Timezone: »

Acting and Interacting in the Real World: Challenges in Robot Learning
Ingmar Posner · Raia Hadsell · Martin Riedmiller · Markus Wulfmeier · Rohan Paul

Fri Dec 08 08:00 AM -- 06:30 PM (PST) @ 104 B
Event URL: http://sites.google.com/view/nips17robotlearning/home »

In recent years robotics has made significant strides towards applications of real value to the public domain. Robots are now increasingly expected to work for and alongside us in complex, dynamic environments. Machine learning has been a key enabler of this success, particularly in the realm of robot perception where, due to substantial overlap with the machine vision community, methods and training data can be readily leveraged.

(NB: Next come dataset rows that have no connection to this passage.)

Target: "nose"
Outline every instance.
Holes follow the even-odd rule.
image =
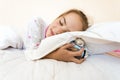
[[[64,33],[66,29],[63,26],[59,26],[56,28],[56,34]]]

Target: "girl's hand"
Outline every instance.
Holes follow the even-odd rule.
[[[75,63],[82,63],[85,59],[77,59],[75,56],[81,56],[84,49],[82,48],[80,51],[70,51],[68,48],[73,47],[72,44],[65,44],[62,47],[58,48],[57,50],[51,52],[44,58],[48,59],[55,59],[58,61],[65,61],[65,62],[75,62]]]

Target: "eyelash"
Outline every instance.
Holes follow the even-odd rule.
[[[59,23],[60,23],[61,26],[63,26],[63,23],[61,22],[61,20],[59,20]]]

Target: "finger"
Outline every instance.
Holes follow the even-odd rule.
[[[63,45],[63,47],[62,48],[64,48],[64,49],[68,49],[68,48],[71,48],[71,47],[73,47],[73,44],[65,44],[65,45]]]
[[[84,52],[84,48],[81,48],[79,51],[71,52],[72,56],[81,56],[81,54]]]
[[[72,61],[77,63],[77,64],[80,64],[80,63],[84,62],[85,59],[84,58],[83,59],[76,59],[76,58],[74,58]]]

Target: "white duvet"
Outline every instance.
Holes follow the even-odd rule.
[[[0,51],[0,80],[120,80],[120,59],[106,54],[82,64],[51,59],[28,61],[24,51]]]
[[[120,22],[106,25],[99,24],[99,26],[97,26],[98,28],[95,26],[88,29],[86,35],[89,34],[89,37],[92,38],[112,41],[113,46],[109,43],[109,49],[105,49],[106,51],[120,47]],[[47,39],[49,40],[50,38],[46,38],[45,40]],[[53,38],[51,37],[51,39]],[[0,80],[120,80],[120,59],[104,53],[91,55],[86,58],[82,64],[52,59],[40,59],[37,61],[27,60],[28,58],[33,60],[41,58],[62,44],[69,42],[68,38],[68,40],[66,38],[64,39],[66,41],[60,40],[61,43],[59,44],[56,42],[56,44],[52,45],[51,43],[51,45],[48,45],[48,48],[41,46],[43,50],[40,51],[43,51],[43,54],[41,52],[39,54],[28,54],[26,53],[26,50],[19,49],[0,50]],[[87,38],[85,39],[87,40]],[[55,40],[58,41],[57,38],[54,37],[54,42]],[[45,41],[43,40],[41,44],[44,45]],[[94,47],[90,45],[91,43],[89,41],[88,44],[89,48]],[[106,45],[107,44],[104,46]],[[99,49],[99,47],[96,49],[98,49],[98,53],[101,50],[105,52],[104,49]],[[92,54],[96,54],[96,51],[97,50]],[[27,52],[32,52],[32,50]]]

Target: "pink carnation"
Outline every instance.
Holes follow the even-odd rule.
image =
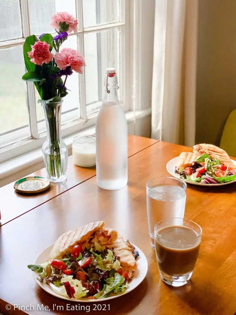
[[[28,52],[28,56],[31,58],[30,61],[33,63],[42,66],[45,62],[48,63],[53,57],[50,52],[50,45],[46,42],[36,42],[34,45],[31,45],[32,49],[31,51]]]
[[[57,12],[52,17],[52,20],[53,21],[51,26],[57,31],[58,30],[60,22],[63,23],[65,22],[69,26],[69,29],[66,31],[68,34],[73,31],[75,33],[76,31],[78,21],[72,14],[69,14],[67,12]]]
[[[63,48],[60,53],[56,53],[55,60],[61,70],[65,70],[70,66],[72,70],[81,74],[83,73],[82,67],[86,66],[84,57],[78,51],[71,48]]]

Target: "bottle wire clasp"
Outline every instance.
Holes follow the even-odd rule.
[[[109,74],[109,73],[107,73],[107,83],[106,84],[106,89],[107,90],[107,92],[108,94],[110,93],[110,90],[108,89],[108,85],[109,85],[109,84],[108,84],[108,77],[109,76],[108,76]],[[113,74],[112,73],[112,74]],[[116,87],[116,89],[117,89],[117,90],[119,89],[119,86],[117,86]]]

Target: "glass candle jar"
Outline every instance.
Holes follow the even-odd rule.
[[[78,166],[90,167],[96,165],[95,136],[86,135],[76,136],[72,144],[73,163]]]

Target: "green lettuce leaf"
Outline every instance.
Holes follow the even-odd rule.
[[[200,181],[202,179],[202,177],[201,176],[199,176],[199,177],[196,177],[196,176],[194,176],[193,174],[192,174],[190,176],[186,175],[186,179],[189,181],[195,183],[197,181]]]
[[[121,264],[119,261],[115,259],[113,252],[110,249],[108,249],[107,254],[105,259],[103,259],[102,255],[95,253],[93,249],[91,249],[90,252],[93,254],[93,262],[96,267],[105,271],[110,271],[113,269],[118,270],[121,267]]]
[[[62,259],[61,260],[63,261],[64,261],[67,266],[71,266],[71,263],[70,261],[70,258],[64,258],[63,259]]]
[[[79,255],[79,257],[77,257],[76,259],[79,261],[81,260],[83,256],[82,255],[82,254],[81,253]]]
[[[106,284],[104,284],[103,289],[94,296],[97,299],[106,297],[112,293],[118,293],[121,291],[124,292],[127,284],[125,284],[125,278],[119,273],[115,273],[115,277],[106,279]]]
[[[195,162],[197,162],[198,163],[202,163],[203,162],[204,162],[205,161],[205,158],[209,158],[211,159],[211,157],[209,154],[207,154],[206,153],[204,153],[203,154],[202,154],[195,160]]]

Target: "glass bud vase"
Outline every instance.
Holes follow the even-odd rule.
[[[45,114],[47,140],[42,151],[48,178],[60,183],[66,178],[68,150],[61,137],[61,114],[63,100],[56,103],[42,103]]]

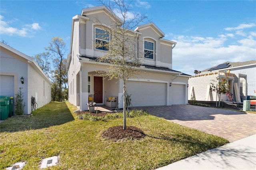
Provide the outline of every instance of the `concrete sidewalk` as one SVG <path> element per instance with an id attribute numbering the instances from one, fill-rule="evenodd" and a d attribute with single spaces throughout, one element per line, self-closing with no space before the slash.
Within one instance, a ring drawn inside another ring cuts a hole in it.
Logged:
<path id="1" fill-rule="evenodd" d="M 255 170 L 256 134 L 157 169 L 182 169 Z"/>

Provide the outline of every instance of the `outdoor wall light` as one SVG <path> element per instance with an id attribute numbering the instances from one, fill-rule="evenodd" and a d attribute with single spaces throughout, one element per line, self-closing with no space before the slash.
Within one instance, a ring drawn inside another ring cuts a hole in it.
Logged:
<path id="1" fill-rule="evenodd" d="M 21 78 L 20 78 L 20 81 L 22 84 L 24 84 L 24 78 L 22 76 L 21 76 Z"/>

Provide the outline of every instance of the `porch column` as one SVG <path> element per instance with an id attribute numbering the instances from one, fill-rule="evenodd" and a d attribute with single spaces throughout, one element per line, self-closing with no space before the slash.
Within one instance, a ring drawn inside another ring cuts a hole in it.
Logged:
<path id="1" fill-rule="evenodd" d="M 84 111 L 88 110 L 88 71 L 82 67 L 80 73 L 80 110 Z"/>

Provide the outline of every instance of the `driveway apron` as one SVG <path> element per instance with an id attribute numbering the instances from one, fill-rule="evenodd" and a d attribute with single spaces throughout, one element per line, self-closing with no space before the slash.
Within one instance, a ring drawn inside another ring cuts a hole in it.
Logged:
<path id="1" fill-rule="evenodd" d="M 151 115 L 232 142 L 256 134 L 256 114 L 188 105 L 137 107 Z"/>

Recent advances in reinforcement learning and learning from demonstration — geared towards teaching agents how to act — provide a tantalising glimpse at a promising future trajectory for robot learning. Mastery of challenges such as the Atari suite and AlphaGo build significant excitement as to what our robots may be able to do for us in the future. However, this success relies on the ability of learning cheaply, often within the confines of a virtual environment, by trial and error over as many episodes as required. This presents a significant challenge for embodied systems acting and interacting in the real world. Not only is there a cost (either monetary or in terms of execution time) associated with a particular trial, thus limiting the amount of training data obtainable, but there also exist safety constraints which make an exploration of the state space simply unrealistic: teaching a real robot to cross a real road via reinforcement learning for now seems a noble yet somewhat far fetched goal. A significant gulf therefore exists between prior art on teaching agents to act and effective approaches to real-world robot learning. This, we posit, is one of the principal impediments at the moment in advancing real-world robotics science.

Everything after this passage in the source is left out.